Pointers – lets get this out of the way right now, Go has pointers, OK? There, I said it. Most of the people that are looking at my code, get terrified saying this looks like the C language, but the pointers in Go are very different than the ones we know from C or C++. It is not an easy task to shoot yourself in the foot with Go’s pointers. For example there is no such thing as pointer arithmetics, and returning a pointer from a function that points to a local function variable will not get you to those dark places where NullPointerExceptions live.
Garbage collected – although there are pointers in Go, the programmer is not responsible for memory management of his programs. Go developers don’t have to use manual memory allocations and cleanup.
Compiled to machine code – Go runs as a single binary that contains the machine code. There is no Go VM or anything like the CLR or JVM, and hence no JIT complication at runtime. This makes Go code extremely fast and performant.
Concurrent – Go has concurrency built in to the language. This is perhaps the strongest point to be made about the language. If you accept how Go deals with concurrency, your life will improve dramatically. I will go into more details in future posts to show you in more detail how simplified the concurrency reasoning is in Go.
Small and Opinionated – the Go language is extremely small. The number of language features and keywords is kept to a minimum. The creators of Go intentionally deny any propositions or requests for new features. There is only one way to do things in Go – and it is the Go way. No more holly wars over curly braces and loop structures. The biggest benefit of this approach is that the entry barrier for the Go language is very low. Reading someone else’s code is easy, and if you are new to the language, you will become productive in a relatively short amount of time. Go creators believe that less is more, and they have very compelling arguments for that.
No OOP – Go is not an object oriented language. There are no classes and there is no such thing as inheritance. However it is a statically typed language.
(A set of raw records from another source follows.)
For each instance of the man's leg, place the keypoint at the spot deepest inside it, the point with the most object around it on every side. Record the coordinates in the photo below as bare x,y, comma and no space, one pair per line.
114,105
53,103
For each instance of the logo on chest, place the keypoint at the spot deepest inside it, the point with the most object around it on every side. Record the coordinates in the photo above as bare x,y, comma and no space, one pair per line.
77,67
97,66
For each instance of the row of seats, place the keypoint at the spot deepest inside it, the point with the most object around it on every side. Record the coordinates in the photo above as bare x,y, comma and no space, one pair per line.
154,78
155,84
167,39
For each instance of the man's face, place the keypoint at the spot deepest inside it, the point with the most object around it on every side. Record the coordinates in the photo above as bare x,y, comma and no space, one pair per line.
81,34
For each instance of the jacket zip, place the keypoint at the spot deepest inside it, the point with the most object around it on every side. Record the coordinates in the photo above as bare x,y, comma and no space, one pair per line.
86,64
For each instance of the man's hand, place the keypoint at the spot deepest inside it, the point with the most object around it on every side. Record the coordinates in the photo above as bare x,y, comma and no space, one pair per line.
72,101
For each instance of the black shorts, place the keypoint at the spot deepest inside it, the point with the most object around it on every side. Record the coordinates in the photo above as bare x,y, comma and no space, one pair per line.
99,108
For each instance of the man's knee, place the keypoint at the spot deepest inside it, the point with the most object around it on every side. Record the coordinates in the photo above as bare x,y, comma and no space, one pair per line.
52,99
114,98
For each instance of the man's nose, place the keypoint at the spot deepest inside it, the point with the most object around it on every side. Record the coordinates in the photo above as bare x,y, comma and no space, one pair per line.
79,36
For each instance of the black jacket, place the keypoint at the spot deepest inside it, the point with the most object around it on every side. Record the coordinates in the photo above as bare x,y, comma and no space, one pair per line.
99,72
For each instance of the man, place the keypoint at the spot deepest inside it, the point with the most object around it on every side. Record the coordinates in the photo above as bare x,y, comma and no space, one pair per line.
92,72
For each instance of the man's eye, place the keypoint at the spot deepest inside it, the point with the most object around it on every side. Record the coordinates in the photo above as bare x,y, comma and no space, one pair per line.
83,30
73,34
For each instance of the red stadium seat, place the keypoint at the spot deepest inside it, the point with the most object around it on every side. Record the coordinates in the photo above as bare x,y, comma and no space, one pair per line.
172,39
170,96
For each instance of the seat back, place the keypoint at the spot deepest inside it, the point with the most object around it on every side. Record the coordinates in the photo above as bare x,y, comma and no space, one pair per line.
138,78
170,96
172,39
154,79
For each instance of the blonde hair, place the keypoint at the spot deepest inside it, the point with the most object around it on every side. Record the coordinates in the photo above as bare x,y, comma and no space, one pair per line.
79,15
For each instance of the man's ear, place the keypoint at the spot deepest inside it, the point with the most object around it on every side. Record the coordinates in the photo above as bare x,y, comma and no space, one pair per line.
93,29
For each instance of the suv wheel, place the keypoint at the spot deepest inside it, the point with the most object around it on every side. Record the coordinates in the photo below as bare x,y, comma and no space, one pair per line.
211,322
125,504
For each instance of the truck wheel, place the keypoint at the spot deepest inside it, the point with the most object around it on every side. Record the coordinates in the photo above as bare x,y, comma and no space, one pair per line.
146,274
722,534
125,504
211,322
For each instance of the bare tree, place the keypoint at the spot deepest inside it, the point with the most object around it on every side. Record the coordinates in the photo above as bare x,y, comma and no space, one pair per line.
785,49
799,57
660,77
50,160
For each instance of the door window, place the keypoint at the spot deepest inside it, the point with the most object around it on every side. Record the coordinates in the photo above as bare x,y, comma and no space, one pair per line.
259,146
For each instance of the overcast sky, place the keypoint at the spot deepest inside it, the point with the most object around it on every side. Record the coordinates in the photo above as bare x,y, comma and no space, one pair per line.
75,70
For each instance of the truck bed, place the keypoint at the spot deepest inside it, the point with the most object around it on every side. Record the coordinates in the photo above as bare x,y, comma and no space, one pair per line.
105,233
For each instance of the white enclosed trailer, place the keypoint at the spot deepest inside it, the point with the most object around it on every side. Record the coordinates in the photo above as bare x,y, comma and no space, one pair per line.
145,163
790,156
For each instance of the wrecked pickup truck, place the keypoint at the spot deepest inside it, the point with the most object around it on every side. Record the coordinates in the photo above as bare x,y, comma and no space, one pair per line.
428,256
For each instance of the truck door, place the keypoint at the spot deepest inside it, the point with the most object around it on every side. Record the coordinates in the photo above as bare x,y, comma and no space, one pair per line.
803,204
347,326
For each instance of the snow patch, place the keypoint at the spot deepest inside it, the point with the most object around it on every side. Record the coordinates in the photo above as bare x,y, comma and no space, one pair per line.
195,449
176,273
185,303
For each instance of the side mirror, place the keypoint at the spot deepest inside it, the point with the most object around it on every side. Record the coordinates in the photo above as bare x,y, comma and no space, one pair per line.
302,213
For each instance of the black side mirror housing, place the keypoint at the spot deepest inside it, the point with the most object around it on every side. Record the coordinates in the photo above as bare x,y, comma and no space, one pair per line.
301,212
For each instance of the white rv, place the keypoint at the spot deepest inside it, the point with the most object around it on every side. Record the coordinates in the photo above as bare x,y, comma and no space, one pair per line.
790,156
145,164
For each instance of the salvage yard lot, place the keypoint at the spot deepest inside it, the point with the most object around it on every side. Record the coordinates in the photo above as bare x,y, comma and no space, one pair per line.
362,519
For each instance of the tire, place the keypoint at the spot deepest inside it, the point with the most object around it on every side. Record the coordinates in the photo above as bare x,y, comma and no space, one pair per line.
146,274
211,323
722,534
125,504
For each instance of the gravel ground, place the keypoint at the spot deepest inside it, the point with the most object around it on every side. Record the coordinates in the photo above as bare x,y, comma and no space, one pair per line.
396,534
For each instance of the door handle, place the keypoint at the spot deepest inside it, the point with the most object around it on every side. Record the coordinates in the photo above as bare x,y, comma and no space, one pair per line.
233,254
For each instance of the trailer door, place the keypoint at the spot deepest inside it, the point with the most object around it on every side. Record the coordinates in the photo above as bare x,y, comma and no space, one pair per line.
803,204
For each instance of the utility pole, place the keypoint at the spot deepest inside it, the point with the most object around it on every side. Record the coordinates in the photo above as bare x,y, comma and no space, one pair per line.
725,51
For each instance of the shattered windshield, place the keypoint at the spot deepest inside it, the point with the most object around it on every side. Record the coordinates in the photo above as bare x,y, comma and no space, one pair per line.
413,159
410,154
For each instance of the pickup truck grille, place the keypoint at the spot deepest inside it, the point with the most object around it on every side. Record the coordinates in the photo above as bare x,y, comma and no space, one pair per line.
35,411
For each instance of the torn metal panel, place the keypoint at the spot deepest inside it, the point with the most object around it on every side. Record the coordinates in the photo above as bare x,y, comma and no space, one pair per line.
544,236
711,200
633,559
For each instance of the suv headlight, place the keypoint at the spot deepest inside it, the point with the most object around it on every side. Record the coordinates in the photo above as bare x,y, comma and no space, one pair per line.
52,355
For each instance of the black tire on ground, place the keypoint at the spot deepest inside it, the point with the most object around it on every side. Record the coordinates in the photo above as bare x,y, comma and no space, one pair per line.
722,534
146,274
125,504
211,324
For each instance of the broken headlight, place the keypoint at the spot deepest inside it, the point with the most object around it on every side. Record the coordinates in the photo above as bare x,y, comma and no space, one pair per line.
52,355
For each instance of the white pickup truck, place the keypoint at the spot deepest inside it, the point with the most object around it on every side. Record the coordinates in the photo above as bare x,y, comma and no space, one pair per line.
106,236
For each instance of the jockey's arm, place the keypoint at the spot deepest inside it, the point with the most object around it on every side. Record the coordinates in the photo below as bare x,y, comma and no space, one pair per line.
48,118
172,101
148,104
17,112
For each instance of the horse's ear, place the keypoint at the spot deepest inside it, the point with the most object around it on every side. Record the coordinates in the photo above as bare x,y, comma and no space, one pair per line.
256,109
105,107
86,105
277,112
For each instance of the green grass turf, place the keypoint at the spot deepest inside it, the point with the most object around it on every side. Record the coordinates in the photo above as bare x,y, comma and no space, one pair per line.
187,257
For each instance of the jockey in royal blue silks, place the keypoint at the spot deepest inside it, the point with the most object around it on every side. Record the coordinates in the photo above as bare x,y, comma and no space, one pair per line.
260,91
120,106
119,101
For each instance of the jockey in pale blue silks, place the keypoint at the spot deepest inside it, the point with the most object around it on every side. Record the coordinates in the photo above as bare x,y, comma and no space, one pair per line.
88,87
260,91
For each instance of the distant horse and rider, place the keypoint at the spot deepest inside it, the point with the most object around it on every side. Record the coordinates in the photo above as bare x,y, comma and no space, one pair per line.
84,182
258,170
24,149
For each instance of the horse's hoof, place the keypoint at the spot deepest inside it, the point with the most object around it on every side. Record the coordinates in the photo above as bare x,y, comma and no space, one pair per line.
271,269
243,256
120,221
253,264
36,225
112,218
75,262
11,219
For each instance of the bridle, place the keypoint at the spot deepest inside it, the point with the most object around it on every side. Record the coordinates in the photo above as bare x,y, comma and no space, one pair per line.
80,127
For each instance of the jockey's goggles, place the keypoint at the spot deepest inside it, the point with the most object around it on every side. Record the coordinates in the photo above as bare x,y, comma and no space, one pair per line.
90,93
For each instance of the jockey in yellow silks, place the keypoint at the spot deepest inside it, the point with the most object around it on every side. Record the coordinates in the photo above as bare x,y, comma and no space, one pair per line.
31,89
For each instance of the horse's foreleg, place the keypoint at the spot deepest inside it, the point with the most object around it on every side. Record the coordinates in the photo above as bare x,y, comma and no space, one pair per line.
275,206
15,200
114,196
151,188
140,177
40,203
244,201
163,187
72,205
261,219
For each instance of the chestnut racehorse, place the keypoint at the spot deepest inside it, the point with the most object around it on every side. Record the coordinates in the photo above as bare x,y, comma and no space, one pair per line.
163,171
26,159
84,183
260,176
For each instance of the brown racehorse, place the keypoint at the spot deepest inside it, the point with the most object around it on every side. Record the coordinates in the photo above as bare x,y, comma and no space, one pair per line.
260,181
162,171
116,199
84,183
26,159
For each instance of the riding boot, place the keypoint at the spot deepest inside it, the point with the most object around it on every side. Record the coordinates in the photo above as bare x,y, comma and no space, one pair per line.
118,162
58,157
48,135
The building blocks of a program are packages containing files, types, functions and methods. Go also supports interfaces (which I will cover in future episodes), however they are much more flexible than what we are used to with languages like c#.
Bottom line it is very different from C#, but very powerful and interesting. Barrier to entry is very low, and the language is very simple. There is a steadily growing community around the language and more and more software companies build products written mainly in Go. Check out the list of open source projects developed with Go on the language’s wiki page.
Try it, play with it, and checkout what Adrian Cockcroft has to say about Go and it’s popularity in new projects and products.
You are more then welcome to correct me if I got anything terribly wrong, the main motivation for these posts is to learn.
See you in future posts where I will look at the different features of Go, comparing them to their C# equivalents.